ERIC SCHNEIDER: Yeah, sure. And I think this is why it’s so important that primary vaccination reaches as many people as possible, because unvaccinated people are more likely to transmit the virus and the variants. And we know now that immunity from the vaccines wanes, that there are breakthrough infections, and that after six months people can become infected even if they’ve been vaccinated. So the more virus is out in the community circulating, the more likely it is that even people with prior vaccination will also get infected. I saw an estimate recently that as many as a third of people in the hospital are people who’ve been vaccinated previously. So the immune systems may not have responded or they had waning immunity. It’s still much lower frequency, it’s much less risky if you’re vaccinated, but that will be a problem going forward. And that’s the reason for the booster campaigns.

SHANOOR SEERVAI: Are you looking at the boosters in the modeling work that you’re doing and how the booster campaign is impacting the course of the pandemic?

ALISON GALVANI: We haven’t yet, but with the implementation of different vaccination strategies, such as the interjection of boosters and vaccination of children, we will be looking to incorporate those aspects.

SHANOOR SEERVAI: Can you predict what you’ll see when you incorporate these aspects?

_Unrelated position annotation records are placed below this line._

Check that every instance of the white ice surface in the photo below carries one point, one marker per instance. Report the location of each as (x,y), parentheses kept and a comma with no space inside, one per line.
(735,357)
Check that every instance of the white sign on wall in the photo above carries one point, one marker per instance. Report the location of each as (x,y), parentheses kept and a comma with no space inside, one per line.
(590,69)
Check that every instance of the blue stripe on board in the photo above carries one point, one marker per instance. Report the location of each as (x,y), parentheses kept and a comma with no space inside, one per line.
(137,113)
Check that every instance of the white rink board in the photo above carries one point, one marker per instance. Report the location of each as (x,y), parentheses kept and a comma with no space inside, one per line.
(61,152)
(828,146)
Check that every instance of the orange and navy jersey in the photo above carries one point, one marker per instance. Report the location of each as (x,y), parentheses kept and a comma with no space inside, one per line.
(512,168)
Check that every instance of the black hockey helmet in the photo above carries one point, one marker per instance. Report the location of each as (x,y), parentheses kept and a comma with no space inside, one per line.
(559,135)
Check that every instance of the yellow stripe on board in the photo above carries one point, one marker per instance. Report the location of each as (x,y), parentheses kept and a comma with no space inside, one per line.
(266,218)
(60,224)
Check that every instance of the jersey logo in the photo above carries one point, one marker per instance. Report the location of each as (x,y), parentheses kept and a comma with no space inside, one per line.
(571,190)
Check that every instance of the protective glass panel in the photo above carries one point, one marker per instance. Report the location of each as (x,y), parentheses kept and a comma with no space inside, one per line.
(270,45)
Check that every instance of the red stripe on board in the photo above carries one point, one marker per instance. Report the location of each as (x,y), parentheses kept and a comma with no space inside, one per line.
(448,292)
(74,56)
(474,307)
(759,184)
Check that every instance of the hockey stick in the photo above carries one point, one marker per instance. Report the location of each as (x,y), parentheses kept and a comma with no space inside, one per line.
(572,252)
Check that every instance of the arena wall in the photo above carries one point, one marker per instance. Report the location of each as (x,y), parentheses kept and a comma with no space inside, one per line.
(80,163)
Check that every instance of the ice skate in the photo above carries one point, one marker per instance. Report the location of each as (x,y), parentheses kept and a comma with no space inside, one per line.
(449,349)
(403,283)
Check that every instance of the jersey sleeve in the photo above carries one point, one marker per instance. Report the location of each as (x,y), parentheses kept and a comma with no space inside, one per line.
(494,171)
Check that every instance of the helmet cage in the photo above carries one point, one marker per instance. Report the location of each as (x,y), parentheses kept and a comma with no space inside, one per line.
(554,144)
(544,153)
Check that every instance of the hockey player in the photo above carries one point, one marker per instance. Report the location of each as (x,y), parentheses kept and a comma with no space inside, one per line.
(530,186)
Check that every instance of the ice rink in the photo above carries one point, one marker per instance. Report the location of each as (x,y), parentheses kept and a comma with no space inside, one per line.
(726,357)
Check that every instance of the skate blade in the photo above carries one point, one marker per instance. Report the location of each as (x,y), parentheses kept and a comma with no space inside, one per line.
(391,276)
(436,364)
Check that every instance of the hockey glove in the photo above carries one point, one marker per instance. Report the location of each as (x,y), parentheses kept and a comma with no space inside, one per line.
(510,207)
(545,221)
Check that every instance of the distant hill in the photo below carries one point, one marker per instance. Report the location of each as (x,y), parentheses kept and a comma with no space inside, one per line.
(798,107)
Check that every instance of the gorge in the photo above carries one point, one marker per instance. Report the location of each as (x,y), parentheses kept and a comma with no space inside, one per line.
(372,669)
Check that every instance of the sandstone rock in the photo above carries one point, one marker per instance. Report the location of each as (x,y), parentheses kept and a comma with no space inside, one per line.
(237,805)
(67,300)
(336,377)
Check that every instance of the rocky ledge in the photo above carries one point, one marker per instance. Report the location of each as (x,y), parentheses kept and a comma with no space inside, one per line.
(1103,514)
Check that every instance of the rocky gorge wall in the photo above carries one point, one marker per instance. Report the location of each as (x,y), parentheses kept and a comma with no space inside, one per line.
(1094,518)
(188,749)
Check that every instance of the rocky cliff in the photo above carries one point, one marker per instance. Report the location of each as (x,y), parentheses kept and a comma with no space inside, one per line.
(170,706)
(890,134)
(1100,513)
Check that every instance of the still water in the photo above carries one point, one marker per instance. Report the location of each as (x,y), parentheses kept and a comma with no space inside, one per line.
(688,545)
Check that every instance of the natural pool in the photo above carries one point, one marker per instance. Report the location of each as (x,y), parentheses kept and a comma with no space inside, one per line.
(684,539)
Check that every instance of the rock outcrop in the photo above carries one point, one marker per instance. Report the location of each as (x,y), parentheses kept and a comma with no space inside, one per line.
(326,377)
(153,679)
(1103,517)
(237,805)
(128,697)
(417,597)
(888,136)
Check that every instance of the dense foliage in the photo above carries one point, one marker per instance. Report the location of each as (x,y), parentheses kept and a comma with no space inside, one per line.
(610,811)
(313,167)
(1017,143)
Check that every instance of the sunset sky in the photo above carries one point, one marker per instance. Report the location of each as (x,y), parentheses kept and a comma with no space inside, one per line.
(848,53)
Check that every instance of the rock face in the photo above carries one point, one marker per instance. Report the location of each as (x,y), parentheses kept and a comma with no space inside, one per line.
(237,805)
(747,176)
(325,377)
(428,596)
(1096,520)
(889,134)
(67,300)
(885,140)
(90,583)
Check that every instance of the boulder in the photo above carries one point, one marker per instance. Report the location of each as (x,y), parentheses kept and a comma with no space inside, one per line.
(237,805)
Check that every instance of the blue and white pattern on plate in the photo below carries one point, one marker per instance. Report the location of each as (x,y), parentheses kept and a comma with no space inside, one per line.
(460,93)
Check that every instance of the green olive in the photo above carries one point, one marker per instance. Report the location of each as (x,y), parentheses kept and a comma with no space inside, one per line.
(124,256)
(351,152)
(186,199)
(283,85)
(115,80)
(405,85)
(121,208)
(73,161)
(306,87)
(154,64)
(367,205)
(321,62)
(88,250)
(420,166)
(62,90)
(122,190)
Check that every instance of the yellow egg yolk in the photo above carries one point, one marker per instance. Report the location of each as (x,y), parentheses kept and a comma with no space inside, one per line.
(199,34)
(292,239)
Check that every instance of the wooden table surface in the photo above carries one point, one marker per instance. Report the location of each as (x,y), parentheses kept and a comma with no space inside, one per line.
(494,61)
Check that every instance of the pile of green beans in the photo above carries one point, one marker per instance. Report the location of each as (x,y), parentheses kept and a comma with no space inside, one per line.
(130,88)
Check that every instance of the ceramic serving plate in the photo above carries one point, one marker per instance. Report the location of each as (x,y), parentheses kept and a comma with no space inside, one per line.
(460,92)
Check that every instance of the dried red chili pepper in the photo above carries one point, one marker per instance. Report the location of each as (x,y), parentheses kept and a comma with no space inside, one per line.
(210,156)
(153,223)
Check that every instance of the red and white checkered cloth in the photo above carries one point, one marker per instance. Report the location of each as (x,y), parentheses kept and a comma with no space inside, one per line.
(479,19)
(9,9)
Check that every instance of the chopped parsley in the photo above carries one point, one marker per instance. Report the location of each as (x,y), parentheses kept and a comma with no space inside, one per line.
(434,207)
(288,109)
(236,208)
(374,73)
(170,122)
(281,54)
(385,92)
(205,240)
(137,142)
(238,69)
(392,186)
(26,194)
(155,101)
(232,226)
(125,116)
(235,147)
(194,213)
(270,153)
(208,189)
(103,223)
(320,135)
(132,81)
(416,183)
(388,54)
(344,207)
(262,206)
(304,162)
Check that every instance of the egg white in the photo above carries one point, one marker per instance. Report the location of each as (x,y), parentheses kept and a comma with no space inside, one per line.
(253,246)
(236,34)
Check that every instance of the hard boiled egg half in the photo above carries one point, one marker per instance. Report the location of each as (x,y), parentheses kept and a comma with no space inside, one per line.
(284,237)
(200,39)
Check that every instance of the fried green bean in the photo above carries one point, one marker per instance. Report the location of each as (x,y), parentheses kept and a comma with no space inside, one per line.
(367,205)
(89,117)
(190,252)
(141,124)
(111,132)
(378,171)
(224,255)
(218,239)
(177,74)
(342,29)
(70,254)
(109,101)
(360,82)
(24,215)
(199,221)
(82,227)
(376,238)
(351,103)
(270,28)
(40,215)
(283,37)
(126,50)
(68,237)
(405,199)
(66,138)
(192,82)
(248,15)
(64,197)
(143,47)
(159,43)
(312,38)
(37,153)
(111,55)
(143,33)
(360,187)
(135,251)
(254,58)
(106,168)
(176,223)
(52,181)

ALISON GALVANI: Well, boosters reduce the mortality and hospitalizations. But if we had a choice between fully vaccinating someone that currently is unvaccinated versus a booster for someone that’s already had two doses, it’s going to be more effective to vaccinate the unvaccinated person. That doesn’t mean that it’s not highly cost-effective to give boosters to mitigate severe outcomes.

SHANOOR SEERVAI: I want to focus on what you just said, Alison, because we are in a global pandemic and we’re seeing that, you know, in the poorest countries in the world vaccination rates are still very low, some even in the single digits. And you just said that it is more effective to vaccinate an unvaccinated person than to give a vaccinated person a booster. How are we going to end a global pandemic if we don’t address low vaccination rates in other countries?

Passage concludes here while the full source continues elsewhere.